Friday, December 28, 2007

Reading for Dec 28, 2007

Today's reading from the Rule of St. Benedict

April 28, August 28, December 28
Chapter 70: That No One Venture to Punish at Random

Every occasion of presumption
shall be avoided in the monastery,
and we decree that no one be allowed
to excommunicate or to strike any of her sisters
unless the Abbess has given her the authority.
Those who offend in this matter
shall be rebuked in the presence of all,
that the rest may have fear.

But children up to 15 years of age
shall be carefully controlled and watched by all,
yet this too with all moderation and discretion.
All, therefore, who presume
without the Abbess' instructions
to punish those above that age
or who lose their temper with them,
shall undergo the discipline of the Rule;
for it is written,
"Do not to another what you would not want done to yourself" (Tobias 4:16).

Some thoughts

Must admit, my mind reels with all that I could say. Hard to distil out just one or 2. It is so very easy, all too easy, to think of entirely too many examples when a person or a group of people have taken upon themselves to right what they perceive as wrongs: vigilantes; those who commit hate crimes; people we run into every single day who are unable to mind their own business and go around correcting people.

Something else that comes to mind is appropriate boundaries and limits. Of course, that is also part of minding one's own business. Seems to me the use of the "should/would/could" language is a very clear indication of when we have exceeded appropriate boundaries and limits and have started to mind someone else's business. "So and so should..." "If only X would" "You could..."

Of course, we are not always intrusive buttinskis when we use these words. But all too often we are. All we have to do is reflect on how we feel when we are on the receiving end to know how someone else feels when we say this stuff to them.
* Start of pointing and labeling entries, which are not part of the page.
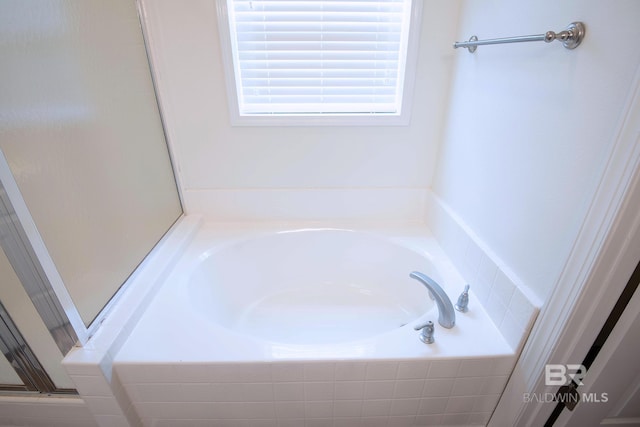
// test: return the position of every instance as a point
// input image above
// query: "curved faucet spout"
(446, 313)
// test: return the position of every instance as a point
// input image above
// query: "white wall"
(236, 173)
(530, 127)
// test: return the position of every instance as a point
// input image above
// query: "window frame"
(402, 118)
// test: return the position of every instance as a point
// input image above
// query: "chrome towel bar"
(570, 37)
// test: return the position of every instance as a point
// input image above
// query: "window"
(319, 61)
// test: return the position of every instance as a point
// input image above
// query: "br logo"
(564, 374)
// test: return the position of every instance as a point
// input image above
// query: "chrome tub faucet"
(446, 313)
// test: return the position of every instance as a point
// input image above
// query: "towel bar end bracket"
(570, 37)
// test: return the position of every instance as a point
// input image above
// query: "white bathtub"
(243, 293)
(294, 326)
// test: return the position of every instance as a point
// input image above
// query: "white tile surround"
(44, 411)
(332, 393)
(307, 204)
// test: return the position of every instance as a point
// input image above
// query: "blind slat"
(319, 57)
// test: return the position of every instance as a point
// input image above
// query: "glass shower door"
(23, 334)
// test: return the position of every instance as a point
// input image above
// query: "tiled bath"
(342, 393)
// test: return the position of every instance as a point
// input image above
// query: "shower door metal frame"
(23, 360)
(33, 265)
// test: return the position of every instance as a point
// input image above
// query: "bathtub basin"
(249, 293)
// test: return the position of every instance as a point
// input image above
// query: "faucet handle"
(426, 336)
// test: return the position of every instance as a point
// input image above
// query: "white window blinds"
(319, 57)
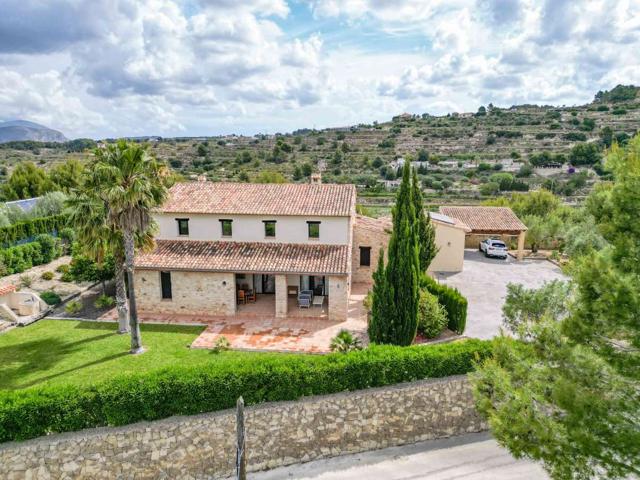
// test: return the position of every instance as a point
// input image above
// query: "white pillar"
(281, 296)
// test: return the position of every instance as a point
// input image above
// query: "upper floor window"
(183, 226)
(365, 256)
(269, 228)
(314, 229)
(165, 283)
(227, 228)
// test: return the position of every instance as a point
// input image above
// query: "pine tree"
(425, 231)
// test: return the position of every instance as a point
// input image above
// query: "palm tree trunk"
(121, 296)
(129, 250)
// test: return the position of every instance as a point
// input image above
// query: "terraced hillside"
(463, 156)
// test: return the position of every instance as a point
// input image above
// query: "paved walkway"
(484, 282)
(260, 330)
(470, 457)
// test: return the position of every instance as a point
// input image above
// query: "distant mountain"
(20, 130)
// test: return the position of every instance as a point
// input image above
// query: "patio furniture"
(241, 297)
(308, 293)
(304, 301)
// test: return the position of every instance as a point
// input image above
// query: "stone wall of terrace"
(202, 446)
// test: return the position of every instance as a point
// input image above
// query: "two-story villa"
(218, 238)
(272, 242)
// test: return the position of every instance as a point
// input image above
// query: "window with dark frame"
(269, 228)
(314, 229)
(165, 282)
(227, 228)
(365, 256)
(183, 226)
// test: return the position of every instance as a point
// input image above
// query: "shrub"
(47, 275)
(432, 317)
(67, 277)
(104, 301)
(62, 268)
(189, 390)
(452, 300)
(26, 280)
(345, 342)
(222, 344)
(73, 307)
(11, 234)
(50, 297)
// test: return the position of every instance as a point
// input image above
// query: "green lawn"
(69, 351)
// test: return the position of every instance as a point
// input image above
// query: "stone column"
(521, 238)
(338, 298)
(281, 296)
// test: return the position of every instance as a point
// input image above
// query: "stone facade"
(372, 233)
(338, 297)
(193, 293)
(202, 446)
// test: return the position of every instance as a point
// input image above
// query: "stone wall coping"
(176, 419)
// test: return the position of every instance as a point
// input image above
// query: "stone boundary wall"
(202, 446)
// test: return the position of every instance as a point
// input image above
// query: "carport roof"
(499, 220)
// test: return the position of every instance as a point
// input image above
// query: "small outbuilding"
(489, 222)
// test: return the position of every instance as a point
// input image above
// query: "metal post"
(241, 459)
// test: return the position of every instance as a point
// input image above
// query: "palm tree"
(131, 183)
(88, 215)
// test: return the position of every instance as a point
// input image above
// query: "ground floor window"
(165, 282)
(365, 256)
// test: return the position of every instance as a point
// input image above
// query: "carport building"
(489, 222)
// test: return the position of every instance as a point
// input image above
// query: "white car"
(493, 248)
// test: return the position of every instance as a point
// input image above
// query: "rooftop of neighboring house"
(486, 219)
(316, 199)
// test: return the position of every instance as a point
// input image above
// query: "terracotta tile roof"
(375, 224)
(258, 257)
(486, 219)
(7, 289)
(261, 199)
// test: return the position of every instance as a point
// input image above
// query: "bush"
(432, 317)
(104, 301)
(50, 297)
(345, 342)
(189, 390)
(452, 300)
(62, 268)
(26, 280)
(73, 307)
(11, 234)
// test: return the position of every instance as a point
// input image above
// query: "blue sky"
(108, 68)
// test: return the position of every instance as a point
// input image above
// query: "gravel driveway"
(484, 282)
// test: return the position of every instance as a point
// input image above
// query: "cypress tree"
(424, 228)
(380, 326)
(403, 265)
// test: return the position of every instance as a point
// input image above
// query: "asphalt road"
(470, 457)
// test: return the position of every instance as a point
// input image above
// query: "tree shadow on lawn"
(34, 356)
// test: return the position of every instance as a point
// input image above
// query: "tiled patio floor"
(263, 331)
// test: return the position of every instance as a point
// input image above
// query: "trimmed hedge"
(22, 257)
(29, 228)
(180, 390)
(452, 300)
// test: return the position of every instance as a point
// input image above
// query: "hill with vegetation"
(461, 157)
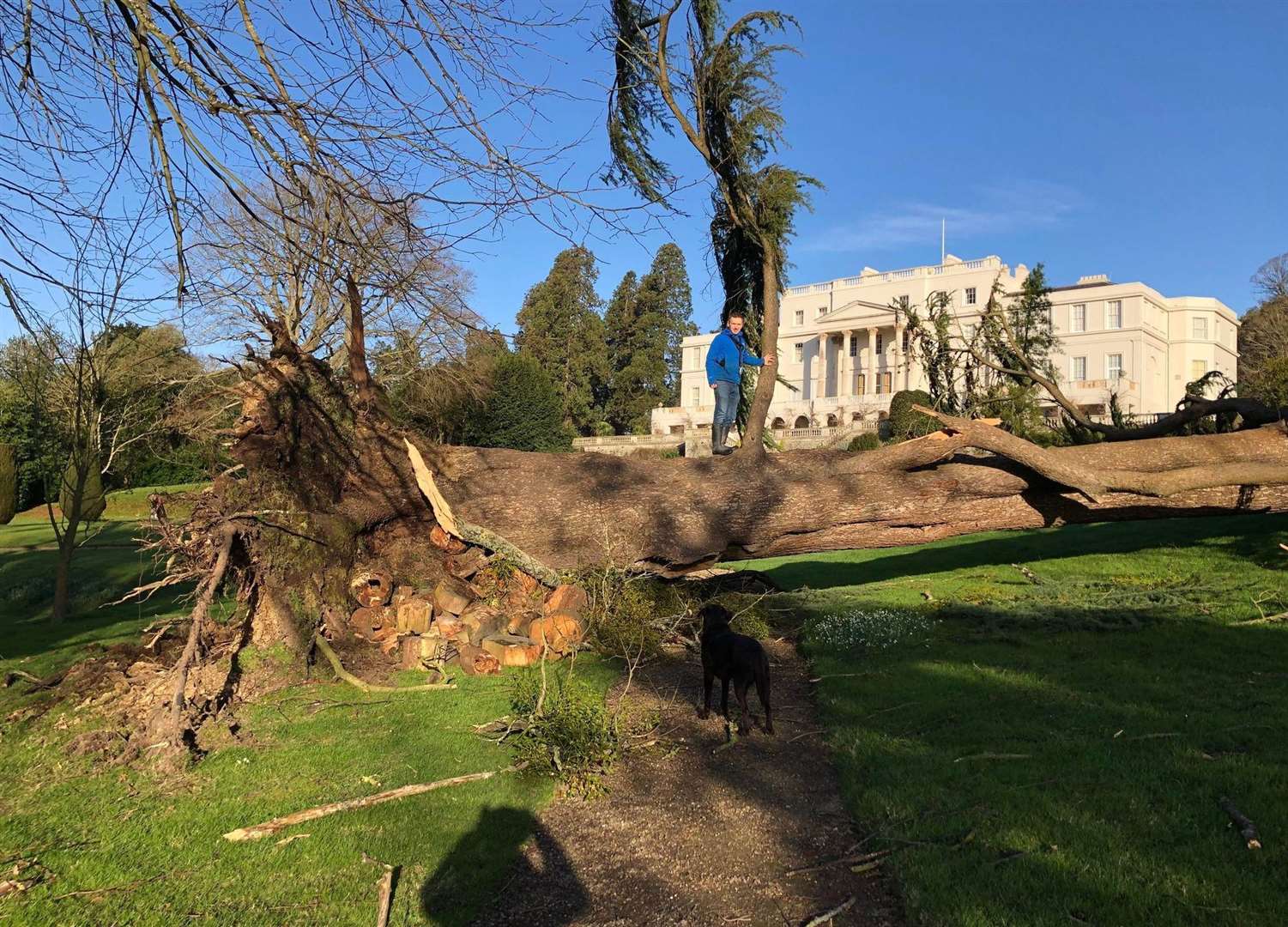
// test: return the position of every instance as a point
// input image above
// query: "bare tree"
(1272, 278)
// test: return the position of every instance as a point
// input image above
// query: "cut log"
(477, 662)
(450, 626)
(366, 621)
(513, 651)
(372, 587)
(1247, 829)
(452, 595)
(467, 564)
(560, 631)
(415, 615)
(567, 600)
(658, 514)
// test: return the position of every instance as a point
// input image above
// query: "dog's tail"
(763, 690)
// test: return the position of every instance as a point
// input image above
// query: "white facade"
(844, 350)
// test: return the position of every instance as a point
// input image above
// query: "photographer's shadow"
(540, 885)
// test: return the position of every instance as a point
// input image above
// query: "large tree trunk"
(330, 486)
(578, 509)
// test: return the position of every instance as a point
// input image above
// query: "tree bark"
(571, 510)
(753, 450)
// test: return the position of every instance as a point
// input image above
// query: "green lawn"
(1053, 754)
(120, 847)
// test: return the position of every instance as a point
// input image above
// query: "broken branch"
(272, 827)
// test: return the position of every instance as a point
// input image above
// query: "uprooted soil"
(693, 834)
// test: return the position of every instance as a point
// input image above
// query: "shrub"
(903, 421)
(522, 412)
(8, 483)
(571, 736)
(868, 440)
(93, 499)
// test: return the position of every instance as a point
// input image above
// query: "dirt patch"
(689, 834)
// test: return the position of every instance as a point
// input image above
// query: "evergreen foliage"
(905, 422)
(8, 483)
(868, 440)
(523, 409)
(644, 324)
(93, 500)
(560, 329)
(1028, 321)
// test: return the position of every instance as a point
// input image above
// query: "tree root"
(362, 684)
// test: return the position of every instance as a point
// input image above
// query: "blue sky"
(1146, 141)
(1141, 139)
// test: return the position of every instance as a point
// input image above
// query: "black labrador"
(735, 658)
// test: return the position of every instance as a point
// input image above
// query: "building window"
(1115, 314)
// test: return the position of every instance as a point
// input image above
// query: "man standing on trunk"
(725, 357)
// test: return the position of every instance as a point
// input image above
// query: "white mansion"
(843, 348)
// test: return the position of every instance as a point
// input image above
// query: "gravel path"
(689, 836)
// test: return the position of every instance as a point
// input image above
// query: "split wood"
(825, 917)
(1247, 829)
(387, 890)
(272, 827)
(362, 684)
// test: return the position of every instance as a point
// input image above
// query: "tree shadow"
(500, 834)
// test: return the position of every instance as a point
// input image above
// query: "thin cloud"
(997, 210)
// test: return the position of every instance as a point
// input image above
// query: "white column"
(844, 385)
(820, 373)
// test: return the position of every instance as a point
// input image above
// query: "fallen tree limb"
(272, 827)
(48, 682)
(362, 684)
(825, 917)
(1247, 829)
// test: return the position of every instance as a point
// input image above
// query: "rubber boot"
(717, 437)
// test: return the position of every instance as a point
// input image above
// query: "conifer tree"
(560, 329)
(523, 411)
(8, 483)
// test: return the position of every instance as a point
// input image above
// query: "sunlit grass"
(1055, 754)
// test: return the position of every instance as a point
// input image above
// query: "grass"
(1053, 754)
(121, 847)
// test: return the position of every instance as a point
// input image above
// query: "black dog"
(735, 658)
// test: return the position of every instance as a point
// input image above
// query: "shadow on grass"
(1251, 536)
(1073, 777)
(500, 833)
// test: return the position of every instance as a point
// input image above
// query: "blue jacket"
(727, 355)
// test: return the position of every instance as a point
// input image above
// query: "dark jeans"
(727, 403)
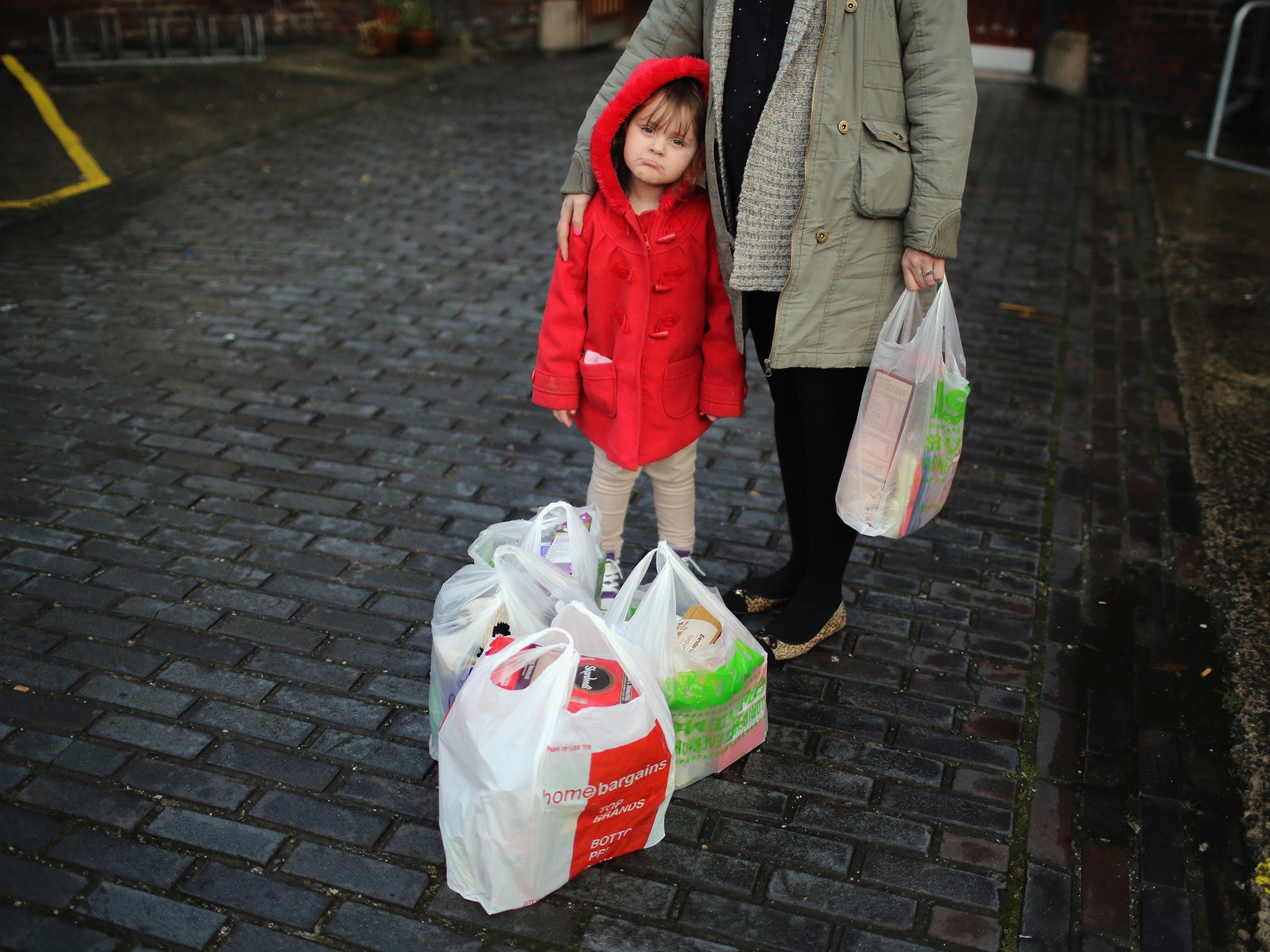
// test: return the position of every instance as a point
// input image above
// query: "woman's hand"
(571, 216)
(921, 271)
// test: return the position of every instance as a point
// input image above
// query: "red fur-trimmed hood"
(643, 83)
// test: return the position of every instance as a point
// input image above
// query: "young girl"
(637, 343)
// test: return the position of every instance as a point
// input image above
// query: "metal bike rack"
(203, 43)
(1223, 111)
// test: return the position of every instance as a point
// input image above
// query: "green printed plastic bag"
(711, 671)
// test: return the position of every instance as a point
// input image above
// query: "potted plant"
(389, 12)
(418, 25)
(388, 37)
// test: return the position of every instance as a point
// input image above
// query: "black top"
(758, 31)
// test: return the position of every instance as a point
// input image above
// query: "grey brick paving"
(252, 423)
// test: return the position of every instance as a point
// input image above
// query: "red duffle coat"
(651, 299)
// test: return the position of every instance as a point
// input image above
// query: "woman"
(837, 140)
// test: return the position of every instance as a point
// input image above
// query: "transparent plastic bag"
(568, 537)
(711, 671)
(538, 785)
(907, 441)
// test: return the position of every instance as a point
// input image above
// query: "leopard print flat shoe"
(784, 651)
(741, 602)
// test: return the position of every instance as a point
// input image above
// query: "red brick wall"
(1161, 55)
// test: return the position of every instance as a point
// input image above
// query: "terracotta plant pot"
(422, 41)
(388, 42)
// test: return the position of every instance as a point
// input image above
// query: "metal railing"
(1223, 110)
(202, 45)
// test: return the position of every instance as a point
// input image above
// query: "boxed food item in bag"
(510, 589)
(556, 757)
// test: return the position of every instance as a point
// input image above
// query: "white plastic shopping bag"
(569, 539)
(510, 589)
(556, 757)
(711, 671)
(907, 441)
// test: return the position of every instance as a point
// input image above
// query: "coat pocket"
(600, 386)
(681, 389)
(884, 186)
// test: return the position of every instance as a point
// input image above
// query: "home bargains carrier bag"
(521, 573)
(556, 757)
(908, 433)
(711, 671)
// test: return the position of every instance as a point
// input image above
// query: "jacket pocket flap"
(893, 134)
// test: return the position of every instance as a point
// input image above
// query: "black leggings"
(815, 414)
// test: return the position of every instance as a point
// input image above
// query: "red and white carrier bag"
(556, 757)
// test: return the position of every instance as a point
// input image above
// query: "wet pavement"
(254, 418)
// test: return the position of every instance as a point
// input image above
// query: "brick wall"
(1161, 55)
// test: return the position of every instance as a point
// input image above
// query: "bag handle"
(904, 320)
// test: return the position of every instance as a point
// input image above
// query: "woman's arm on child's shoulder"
(723, 375)
(557, 379)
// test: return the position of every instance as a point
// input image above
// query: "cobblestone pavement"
(253, 421)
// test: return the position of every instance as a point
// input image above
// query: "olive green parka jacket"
(892, 117)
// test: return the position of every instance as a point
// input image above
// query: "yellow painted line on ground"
(86, 163)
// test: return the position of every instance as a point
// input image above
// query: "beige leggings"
(673, 495)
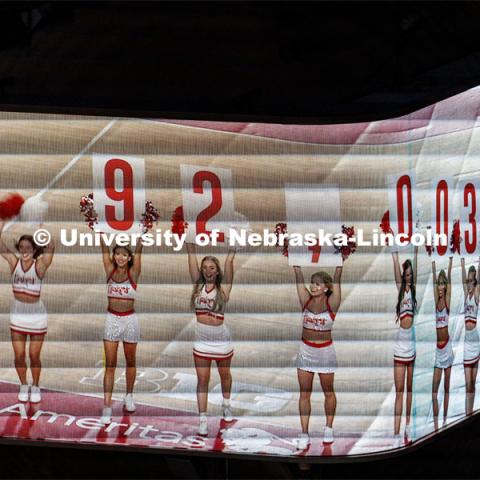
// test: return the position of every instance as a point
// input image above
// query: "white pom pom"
(34, 210)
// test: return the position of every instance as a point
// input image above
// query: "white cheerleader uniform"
(404, 350)
(443, 354)
(212, 342)
(121, 326)
(27, 318)
(314, 357)
(471, 351)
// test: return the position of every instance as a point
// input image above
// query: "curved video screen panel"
(239, 288)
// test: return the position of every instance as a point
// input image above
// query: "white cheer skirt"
(471, 350)
(444, 355)
(317, 359)
(28, 318)
(212, 342)
(404, 349)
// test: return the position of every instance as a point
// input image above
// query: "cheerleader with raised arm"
(122, 269)
(404, 350)
(442, 291)
(317, 353)
(471, 290)
(211, 292)
(28, 316)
End of Sr. Gloriamarie's thoughts

Insight for the Ages: A Commentary by Sr Joan Chittister

This chapter of the rule is not about fist fighting. This chapter is about the arrogant usurpation of authority and the legitimization of violence. Even in a culture that routinely disciplined its young or unlettered with physical whippings, Benedict simply does not allow a culture of violence. Benedictine spirituality depended on personal commitment and community support, not on intimidation and brutality. Benedict makes it clear that the desire for good is no excuse for the exercise of evil in its behalf. This is an important chapter, then, for people whose high ideals lead them to the basest of means in the name of the achievement of good. To become what we hate-- as mean as the killers, as obsessed as the haters--is neither the goal nor the greatness of the spiritual life.